Succesvol schrijven is schrappen. En het maximale uit een festival halen is concerten durven overslaan. Ik ben een concertganger. En al koester ik mijn eerste paar keer Pinkpop, aan festivals heb ik een broertje dood. Die grootschalige evenementen zijn mij om tal van redenen steeds meer tegen gaan staan. Met name het ‘supermarktkarakter’ van veel hedendaagse festivals roept irritatie op. Liever vijf avonden achtereen één hoofd- en voorprogramma, dan op een enkele avond tien concerten op drie podia in pakweg vier uur geperst.

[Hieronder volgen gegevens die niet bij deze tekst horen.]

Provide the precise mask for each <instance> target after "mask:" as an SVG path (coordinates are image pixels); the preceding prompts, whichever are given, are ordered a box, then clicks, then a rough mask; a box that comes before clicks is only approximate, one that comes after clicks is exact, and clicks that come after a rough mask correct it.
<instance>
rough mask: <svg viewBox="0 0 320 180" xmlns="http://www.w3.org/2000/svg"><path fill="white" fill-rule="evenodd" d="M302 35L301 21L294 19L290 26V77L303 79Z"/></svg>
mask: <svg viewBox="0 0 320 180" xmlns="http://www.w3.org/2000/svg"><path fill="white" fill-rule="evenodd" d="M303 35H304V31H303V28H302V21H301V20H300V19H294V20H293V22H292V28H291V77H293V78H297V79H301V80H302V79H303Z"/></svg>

Ik heb daar persoonlijk ook nog een soort gevoel van verspilling bij, vooral als het programma over de hele linie bovengemiddeld van kwaliteit is. En bij Le Guess Who? is dat zonder meer het geval.
Alleen al het zaterdagprogramma biedt zo’n vijftig concerten waarvan ik er sowieso al een stuk of veertig interessant vind. Ik heb een hekel aan ‘concertzappen’ – bij het één halverwege weggaan en bij het andere halverwege binnenlopen, daar word ik tureluurs van. Maar het is theoretisch mogelijk om – als je om zes uur ’s avonds begint en tot vier uur ’s nachts doorgaat – van de vijftig concerten er acht tot tien compleet te zien als de afstanden niet te groot zijn. Fysiek is dat echter een onhaalbare kaart. Daarbij komt dan ook nog het verzadigingspunt. De praktijk leert dat drie tot vier concerten in volle concentratie ondergaan voor mij het absolute maximum is. De kunst van het festivalbezoek is daarom een strenge selectie te maken zonder verbitterd te raken over wat je mist.
Mark Kozelek / Sun Kil Moon
Mark Kozelek (foto) is een held. Dat vond ik in zijn Red House Painters-periode nog niet. Toen was hij een degelijke liedjesschrijver, maar niet een die zich daadwerkelijk onderscheidde. Dat is de laatste jaren veranderd. Met name op zijn het album Jesu/Sun Kil Moon uit 2016, dat hij samen met Justin Broadrick maakte, is de ontwikkeling immens, wat het duo nog eens onderstreepte met een maar liefst drie uur durend concert in het Muziekgebouw aan ’t IJ in september vorig jaar.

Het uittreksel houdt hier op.